While in his universe, Westeros, the world is dangerous, so if Tyrion faces 424 Nazis he is in real trouble -- first, because there are no Nazis in westerous, and second, because he is a dwarf, so facing two, or even just one guy with a big axe is a challenge for him, and who knows if he emerges alive. Thats by the way, why he kills the characters -- do it early on, and you achieve the suspense. The reader should not know what happens next, he needs to want to see what happens next.
But, he hates killing his characters. If you thought it was painfull for you to read the Red Wedding, maybe you hurled the book into the wall, well, it was more painful for him to read.

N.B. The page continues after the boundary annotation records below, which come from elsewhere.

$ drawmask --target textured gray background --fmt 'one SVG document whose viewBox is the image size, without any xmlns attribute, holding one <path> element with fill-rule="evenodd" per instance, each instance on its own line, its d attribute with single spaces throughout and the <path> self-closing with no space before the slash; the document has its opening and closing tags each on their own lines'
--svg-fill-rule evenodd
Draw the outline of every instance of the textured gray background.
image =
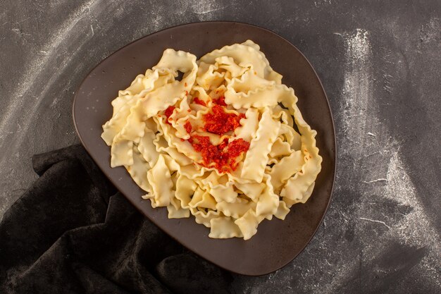
<svg viewBox="0 0 441 294">
<path fill-rule="evenodd" d="M 32 154 L 78 142 L 74 93 L 99 61 L 170 26 L 245 22 L 316 68 L 339 164 L 306 249 L 275 273 L 236 276 L 236 292 L 441 293 L 441 2 L 382 2 L 2 1 L 0 218 L 36 178 Z"/>
</svg>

The Red Wedding was the last scene written, before he had to submit the manuscript to the publisher.
Questions from the audience:
On keeping notes and writing the backstory: No, Martin does not keep outlines (did it in his TV's days and hated it). he knows where he is going, but he puts everything he has pretty much in the books. Said, he gets e-mails sometimes from Tolkien devotees, asking him about the structure and grammar of Old Valyrian. Said: "I created eight words in High Valyrian. When I need the ninth I will create it." of course, he said, most authors like to pretend that they are Tolkines, keeping manuscripts and manuscripts of the world creation. But, its not the case. Tolkien is an exception. It is not like an iceberg. It is more like a float onto which the writer piled a bit of ice. When he needs the iceberg to look taller, well, he'd add more ice.
That answers the question that is asked of him: "What if you die before finishing the books?"

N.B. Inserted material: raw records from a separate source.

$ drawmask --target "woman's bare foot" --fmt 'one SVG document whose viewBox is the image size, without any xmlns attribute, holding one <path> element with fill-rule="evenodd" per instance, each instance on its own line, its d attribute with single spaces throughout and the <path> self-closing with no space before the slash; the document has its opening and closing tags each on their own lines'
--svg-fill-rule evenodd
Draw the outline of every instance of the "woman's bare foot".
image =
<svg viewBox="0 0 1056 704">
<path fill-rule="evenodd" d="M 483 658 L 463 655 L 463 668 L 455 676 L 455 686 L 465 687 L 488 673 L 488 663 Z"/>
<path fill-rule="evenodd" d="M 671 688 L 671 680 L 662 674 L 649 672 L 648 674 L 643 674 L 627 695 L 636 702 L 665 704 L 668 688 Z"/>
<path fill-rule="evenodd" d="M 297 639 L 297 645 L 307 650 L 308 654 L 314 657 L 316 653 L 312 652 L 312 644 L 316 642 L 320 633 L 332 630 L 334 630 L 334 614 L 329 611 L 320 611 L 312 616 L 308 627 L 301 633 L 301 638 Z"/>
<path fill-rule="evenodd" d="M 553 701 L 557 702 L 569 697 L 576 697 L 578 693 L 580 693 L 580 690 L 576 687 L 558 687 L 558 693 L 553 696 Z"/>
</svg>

Well, I dont want some f*cking hack to finish my book! You will have to hope that I live long enough.
Now, how does he keep track of all those characters? A gift, he guesses. He is bad in the real life with remembering people; he won't remember the guys who stand in line twice to sign more copies (he signs three per person per time); but he happens to remember the name of the captain of the guard in the Highgarden
Speaking of the names, someone asked about the names. Different ways, some invented, some altered. He praised Tolkien, who does not just have one wonderful name, but six of them; also mentioned Vance in that respect.
He said it still amazes him that people call their babies after their characters, but he is slightly apprehensive as well. In the "Beauty and the Beast" days, when one of the cast, called Catherine resigned, they killed her, and introduced a new character. So, one of the outraged phone calls was from a tearful, weeping woman, telling the writers that they killed her baby, because she named it after the character J He said, be careful, you like the character now, but what about in three books? (Domi: conclusion: name children after the dead characters)
He was also asked about how his book started. Pretty much with Brans chapter. The Wall is inspired by his visit to the Hadrian's wall, but since his was bigger, it had to guard the realm against someone fiercer than Scotts (not that Scotts arent fierce).
So, in the end, I happily got my autograph; I asked him to write "Don't cry when Jaime dies." but he laughed and said "it will be giving too much away" and signed: "Dont cry when _________________ dies" He left a hellishly long line there too, to fill in!
Hey, did I bore you all to death yet?